Editor’s note: Just before Runner Runner began, I asked Lee Jones to put some thought into how he might go about being the Runner. His first reaction was very thinly-veiled disappointment that he was not about to disappear into the American ether as the Runner. His second reaction was the glee of a man suddenly transported back in time to a television show that still fascinates him today. If you’ve never seen The Man from U.N.C.L.E., here’s a bit of fan fiction from Lee’s keyboard that also happens to be a pretty solid bit of advice for the Runner on Day 1. Also note: portions of Lee’s piece below have been redacted by our internal security team as they contained sensitive information that might have jeopardized the Runner. –BW
Good afternoon, please have a seat. My name is Illya Kuryakin. For many years, I was an agent at the United Network Command for Law and Enforcement, better known as “U.N.C.L.E.” During that time, I was engaged in international espionage – “spying,” if you will – to support and defend democracies around the world. After I retired from that, I became a doctor, and ultimately a medical examiner for the U.S. Navy. Recently, though, I was asked to give you some training for your upcoming assignment. The combination of interesting work and excellent compensation was more than I could pass up.

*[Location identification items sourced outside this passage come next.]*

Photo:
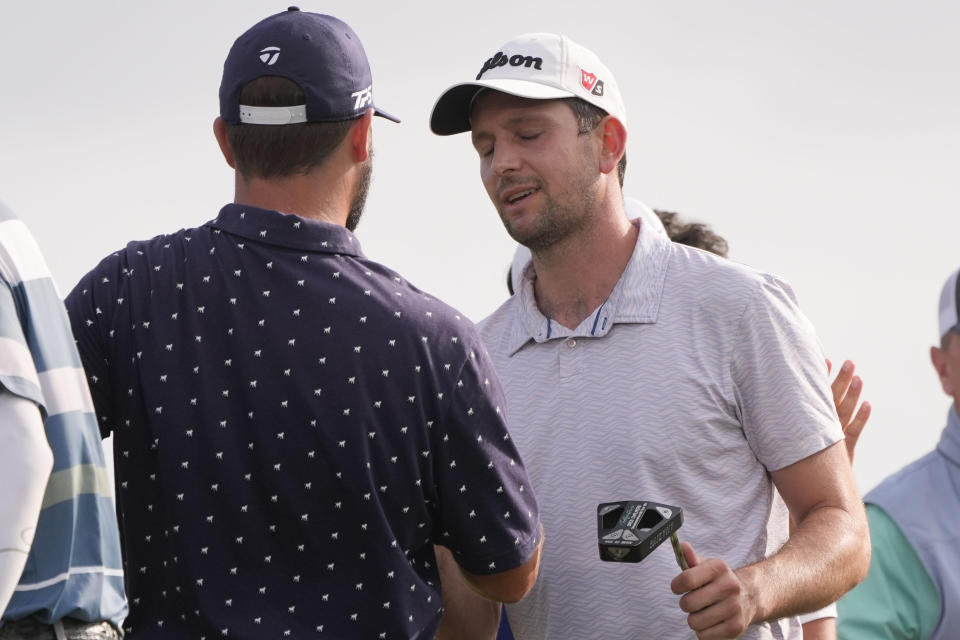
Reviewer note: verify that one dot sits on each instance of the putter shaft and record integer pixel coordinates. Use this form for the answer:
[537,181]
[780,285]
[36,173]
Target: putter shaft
[675,541]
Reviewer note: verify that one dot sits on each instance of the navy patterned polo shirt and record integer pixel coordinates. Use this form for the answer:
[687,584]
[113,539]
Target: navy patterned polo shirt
[295,426]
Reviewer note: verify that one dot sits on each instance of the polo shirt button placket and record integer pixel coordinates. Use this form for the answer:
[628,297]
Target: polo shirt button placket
[569,359]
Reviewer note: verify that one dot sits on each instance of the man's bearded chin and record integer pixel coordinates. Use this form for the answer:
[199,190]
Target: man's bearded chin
[360,194]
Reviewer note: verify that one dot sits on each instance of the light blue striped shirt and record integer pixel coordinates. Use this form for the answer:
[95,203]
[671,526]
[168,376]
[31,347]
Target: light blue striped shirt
[74,566]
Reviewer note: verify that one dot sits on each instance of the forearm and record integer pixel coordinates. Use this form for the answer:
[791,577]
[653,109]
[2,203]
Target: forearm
[820,629]
[466,614]
[25,464]
[827,555]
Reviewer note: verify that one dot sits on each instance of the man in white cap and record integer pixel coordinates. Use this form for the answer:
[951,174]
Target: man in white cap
[912,590]
[637,368]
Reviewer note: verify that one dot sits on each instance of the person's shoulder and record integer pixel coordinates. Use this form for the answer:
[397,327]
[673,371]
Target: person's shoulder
[719,280]
[422,311]
[906,481]
[500,320]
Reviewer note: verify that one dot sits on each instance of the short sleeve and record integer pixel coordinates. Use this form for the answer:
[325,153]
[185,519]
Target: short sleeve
[18,371]
[90,307]
[779,376]
[897,599]
[488,517]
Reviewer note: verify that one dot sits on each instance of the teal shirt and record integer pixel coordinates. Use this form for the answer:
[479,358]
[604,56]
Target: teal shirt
[897,600]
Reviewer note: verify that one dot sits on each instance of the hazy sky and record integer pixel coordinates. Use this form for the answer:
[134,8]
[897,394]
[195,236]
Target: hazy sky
[820,138]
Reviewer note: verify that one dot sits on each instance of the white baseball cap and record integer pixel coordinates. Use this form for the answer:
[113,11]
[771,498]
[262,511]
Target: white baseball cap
[541,66]
[950,304]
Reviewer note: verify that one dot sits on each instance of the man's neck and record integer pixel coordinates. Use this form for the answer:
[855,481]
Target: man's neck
[308,196]
[578,275]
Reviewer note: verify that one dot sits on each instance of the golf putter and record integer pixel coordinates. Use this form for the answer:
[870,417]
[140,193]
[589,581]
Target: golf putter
[628,531]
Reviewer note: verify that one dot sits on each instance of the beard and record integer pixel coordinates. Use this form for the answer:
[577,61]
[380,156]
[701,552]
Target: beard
[360,194]
[556,220]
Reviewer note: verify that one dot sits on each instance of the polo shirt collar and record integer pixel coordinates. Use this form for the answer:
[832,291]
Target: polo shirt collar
[949,444]
[286,230]
[634,299]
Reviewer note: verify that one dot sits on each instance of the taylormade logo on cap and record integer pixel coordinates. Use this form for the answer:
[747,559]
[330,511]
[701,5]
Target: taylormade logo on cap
[269,55]
[540,66]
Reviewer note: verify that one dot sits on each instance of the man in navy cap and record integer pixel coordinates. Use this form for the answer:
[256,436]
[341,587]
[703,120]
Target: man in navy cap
[295,425]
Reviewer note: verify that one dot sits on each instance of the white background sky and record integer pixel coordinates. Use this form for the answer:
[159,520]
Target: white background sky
[821,138]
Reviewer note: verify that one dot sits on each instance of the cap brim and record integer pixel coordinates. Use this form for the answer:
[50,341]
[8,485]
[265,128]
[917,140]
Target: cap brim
[384,114]
[451,113]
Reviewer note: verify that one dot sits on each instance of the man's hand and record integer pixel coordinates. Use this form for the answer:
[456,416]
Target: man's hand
[718,601]
[846,389]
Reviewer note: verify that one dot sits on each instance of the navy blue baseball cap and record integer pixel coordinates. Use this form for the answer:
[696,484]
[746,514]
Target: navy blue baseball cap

First, I am told that you know nothing of what you are expected to do. So I will lay out your assignment. Please take detailed notes and ask any questions you might have.
When you leave this room, you will be handed a PokerStars Platinum Pass.
Beginning today, you must play at least one hour of poker in a legal American poker room every two days for the next 18 days.
Each time you depart a poker room
During these 18 days, you must produce a video of yourself playing in every poker room in which you play a hand. On travel days, you must produce a video of yourself in front of a place of business. All of these videos will be published on public Internet channels. If you make it to the end of the 18-day period without anyone “capturing” you, you keep the Platinum Pass and play poker for millions of dollars in the Bahamas. If you are “captured” during that 18-day period, you will get no compensation.
You have a modest travel budget that allows for car rental and flights. You will also be given cash to support the requirements of your assignment.
The Platinum Pass is worth $30,000 – perhaps many multiples of that, if you are skilled and fortunate. But more importantly, it will give you a once-in-a-lifetime experience in an exotic tropical location. I, myself, have fond memories of the Bahamas, in particular a month at the Navy’s AUTEC on Andros Island. There are many stories, both professional and personal, about that time which I could tell, but of course, I shan’t.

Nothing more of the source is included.